Experimental Setup. (a) Color space and its three cardinal axis: luminance (L + M), red–green (L − M), and blue–yellow [S − (L + M)]. L, long (red); M, middle (green); S, short (blue) wavelength-sensitive cones. (b) Isoluminant spatial sinusoidal modulation along the L − M color axis. (c and f) The pedestal: five frames of an isoluminant stationary sinewave grating. (d and g) The moving sine grating: five isoluminant frames with a phase shift of 90 degrees between successive frames. (e and h) Pedestaled stimulus: summation of c and f and d and g. In pedestaled motion, features such as peaks, valleys, and zero crossings simply wobble back and forth periodically over time.

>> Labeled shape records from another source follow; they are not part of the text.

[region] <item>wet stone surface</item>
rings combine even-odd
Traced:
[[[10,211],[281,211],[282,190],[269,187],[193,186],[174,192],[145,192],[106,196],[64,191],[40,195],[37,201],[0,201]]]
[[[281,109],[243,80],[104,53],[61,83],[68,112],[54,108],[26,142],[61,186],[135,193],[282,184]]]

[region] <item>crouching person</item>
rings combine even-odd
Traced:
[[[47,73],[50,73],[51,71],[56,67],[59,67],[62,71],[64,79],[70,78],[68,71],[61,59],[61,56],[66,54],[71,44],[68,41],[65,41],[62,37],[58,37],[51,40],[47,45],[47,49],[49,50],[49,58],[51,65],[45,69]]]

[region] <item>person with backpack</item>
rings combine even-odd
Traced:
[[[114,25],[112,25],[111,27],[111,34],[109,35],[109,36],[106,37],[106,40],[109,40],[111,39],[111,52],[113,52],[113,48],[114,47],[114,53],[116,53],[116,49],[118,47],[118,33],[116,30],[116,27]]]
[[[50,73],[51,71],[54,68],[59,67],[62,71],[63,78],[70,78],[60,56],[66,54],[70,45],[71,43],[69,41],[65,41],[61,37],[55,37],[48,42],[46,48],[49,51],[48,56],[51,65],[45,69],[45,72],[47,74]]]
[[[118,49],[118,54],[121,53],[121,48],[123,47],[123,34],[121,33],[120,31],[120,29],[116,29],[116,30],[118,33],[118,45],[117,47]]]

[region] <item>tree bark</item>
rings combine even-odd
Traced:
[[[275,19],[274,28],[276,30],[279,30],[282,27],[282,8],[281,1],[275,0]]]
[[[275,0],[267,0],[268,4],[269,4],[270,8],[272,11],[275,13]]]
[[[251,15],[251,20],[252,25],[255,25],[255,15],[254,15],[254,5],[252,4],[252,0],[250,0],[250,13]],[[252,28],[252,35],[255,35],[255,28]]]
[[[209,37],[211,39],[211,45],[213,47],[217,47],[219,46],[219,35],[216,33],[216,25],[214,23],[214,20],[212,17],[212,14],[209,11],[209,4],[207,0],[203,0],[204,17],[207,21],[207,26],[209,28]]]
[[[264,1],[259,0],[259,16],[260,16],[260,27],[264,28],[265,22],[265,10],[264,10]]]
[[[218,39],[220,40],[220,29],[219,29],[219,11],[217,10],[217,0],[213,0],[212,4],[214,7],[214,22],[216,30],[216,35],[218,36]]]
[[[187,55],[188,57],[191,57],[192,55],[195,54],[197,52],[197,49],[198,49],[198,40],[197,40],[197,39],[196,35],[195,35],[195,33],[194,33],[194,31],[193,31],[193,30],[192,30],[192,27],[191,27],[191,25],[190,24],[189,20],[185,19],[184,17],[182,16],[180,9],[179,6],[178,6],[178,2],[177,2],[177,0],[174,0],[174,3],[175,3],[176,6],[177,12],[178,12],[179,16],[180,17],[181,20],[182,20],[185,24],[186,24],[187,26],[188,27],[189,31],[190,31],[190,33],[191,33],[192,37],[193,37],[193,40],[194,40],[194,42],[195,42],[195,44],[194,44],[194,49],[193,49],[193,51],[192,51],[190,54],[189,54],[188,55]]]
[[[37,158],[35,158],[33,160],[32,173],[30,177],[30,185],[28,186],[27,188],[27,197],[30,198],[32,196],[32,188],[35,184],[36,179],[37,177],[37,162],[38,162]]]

Only wobble, not the constant linear motion of the motion stimulus, could be perceived if motion were computed by an algorithm that first extracted the features. On the other hand, Lu and Sperling (30) proved that, if the perceptual mechanism used a motion–energy computation, human observers would perceive motion equally from the pedestaled motion stimulus and the non-pedestaled motion stimulus. (i and j) Calibration stimulus: a five-frame display in which the odd frames are isoluminant sinewave gratings; the even frames are luminance sinewave modulations; and the phase shift between successive frames is 90 degrees. No consistent motion would be perceived in such a display if the isoluminant frames were truly isoluminant. In the actual experiments, the gratings were horizontal to avoid pixel-to-pixel intensity dependencies in the display monitor and to minimize chromatic aberration (40–42).